Bunu önlemek istiyorsanız, bir çözüm var. Organizasyonunuzda InnerSource kültürünü geliştirin :)
Gerçek: InnerSource Gerçekte Nedir #
InnerSource kültürel uygulamadır - işbirliği yoluyla açık kaynağın aldığı çeşitli faydalardan yararlanmak için açık kaynak işbirliği uygulamalarını kullanmak. InnerSource’un nihai amacı sadece katkı almak (pull requestler) değil, aynı zamanda sorunlar aracılığıyla özellik istekleri, destek koordinasyonu ve çeşitli diğer faydalar, artı karar vermede şeffaflık ve pratik kültürel teşviki içerir.
Bu nedenle, “pull request almak için InnerSource en iyi uygulamalarını uygulamanın bir yalan olduğu” iddiasını kesinlikle reddediyorum.
Katkı Gerçekliğini Anlama #
“Kimse asla katkıda bulunmayacak”
Açık kaynak işbirliğinde, katkıda bulunanlar gerçekten küçük bir kesimdir. 1000 kullanıcıdan, belki büyük çoğunluğu sadece kullanıcıdır, 20’si sorun veya özellik istekleri gönderebilir, 5’i pull request gönderebilir ve belki sadece biri bakımcı olur.
Yine, InnerSource en iyi uygulamaları tüm 1000 kişinin katkıda bulunmasını sağlamayacaktır. InnerSource bu tür işbirliğini teşvik etmeye yardımcı olur, ancak nihayetde kurumsal siloları kırmayı, geleneksel organizasyonel kısıtlamalar tarafından engellenen işbirliğini geliştirmeyi, bilgi silolarından kaynaklanan teslim sürelerini azaltmayı ve açık kaynak uygulamalarını kullanarak organizasyonel kaynak tahsisini optimize etmeyi amaçlar.
Sonuç #
Bu vakadaki argümanlar bazı gerçek zorluklara değinse de, birçok insanın InnerSource hakkında ilk öğrendiklerinde karşılaştıkları yaygın yanlış anlamalara dayanıyor.
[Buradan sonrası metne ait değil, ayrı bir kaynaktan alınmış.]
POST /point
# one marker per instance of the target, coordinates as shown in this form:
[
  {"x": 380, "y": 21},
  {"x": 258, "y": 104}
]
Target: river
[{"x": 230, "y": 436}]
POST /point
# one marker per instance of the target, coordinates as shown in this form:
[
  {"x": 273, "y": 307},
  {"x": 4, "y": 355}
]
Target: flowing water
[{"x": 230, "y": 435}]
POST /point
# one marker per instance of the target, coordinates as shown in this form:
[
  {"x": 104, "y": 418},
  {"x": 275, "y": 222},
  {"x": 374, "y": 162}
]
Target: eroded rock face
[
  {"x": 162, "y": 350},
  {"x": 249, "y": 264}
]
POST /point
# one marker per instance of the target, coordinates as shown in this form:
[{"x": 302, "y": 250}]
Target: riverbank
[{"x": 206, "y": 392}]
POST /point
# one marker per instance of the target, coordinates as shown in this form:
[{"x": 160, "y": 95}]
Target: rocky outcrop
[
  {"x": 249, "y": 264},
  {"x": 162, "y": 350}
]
Bunlar toplulukta iyi bilinen tuzaklardır ve birinin bu alanı daha derinlemesine keşfetmeden bu sonuçlara nasıl varabileceğini anlamak mümkündür.
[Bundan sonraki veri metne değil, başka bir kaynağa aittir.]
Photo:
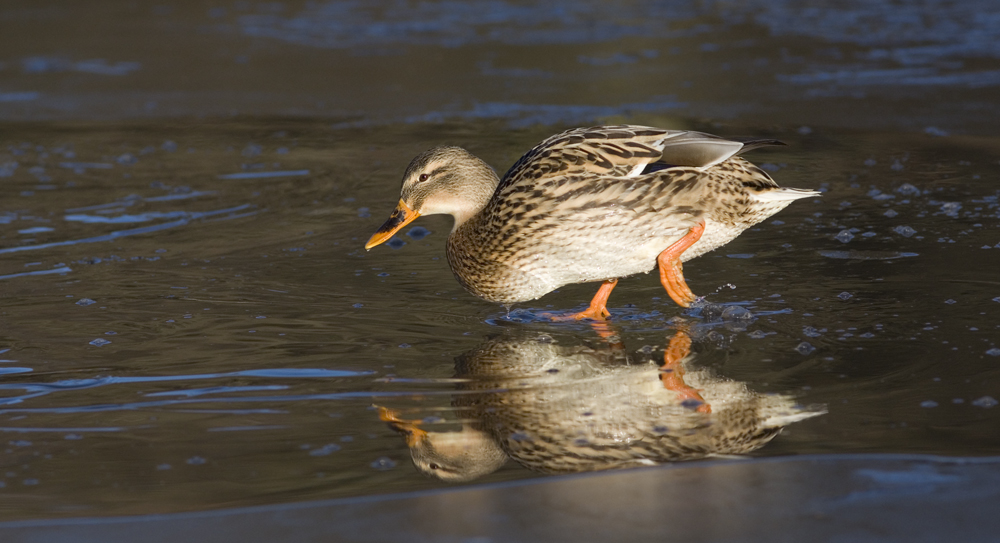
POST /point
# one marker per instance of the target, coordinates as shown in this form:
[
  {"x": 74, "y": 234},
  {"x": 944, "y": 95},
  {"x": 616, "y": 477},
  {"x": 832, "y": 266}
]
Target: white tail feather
[{"x": 783, "y": 194}]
Temel anlayış, InnerSource’un açık kaynak uygulamalarını katı bir çerçeveye zorlamakla ilgili olmadığıdır. Bunun yerine, temel soruya dönmekle ilgilidir: açık kaynaktan ne öğrenebiliriz? Açık kaynağı daha geniş bir lens aracılığıyla inceleyerek, bu ilkeleri dahili olarak daha iyi adapte edebiliriz.
Bu konuşmaya katılabilir ve yeni bakış açıları getirebilirsiniz. Bu tartışmayı geliştirmek, daha spesifik uygulama ayrıntılarını keşfetmek, hatta bu argümanları tamamen sorgulamak istiyorsanız - tüm yaklaşımlar hoş karşılanır. En önemli olan, açık kaynak öğrenimleri ve bunların dahili organizasyonel bağlamlara nasıl çevrildiği konusunda geniş perspektifi korumaktır.
InnerSource hakkında kapsamlı bilgi için, InnerSource Commons Foundation’ı kontrol etmenizi öneririm. Çeşitli bakış açılarını ve açık kaynak ilkelerinin organizasyonlar içinde nasıl değer yaratabileceği konusundaki devam eden diyalogu memnuniyetle karşılıyorlar.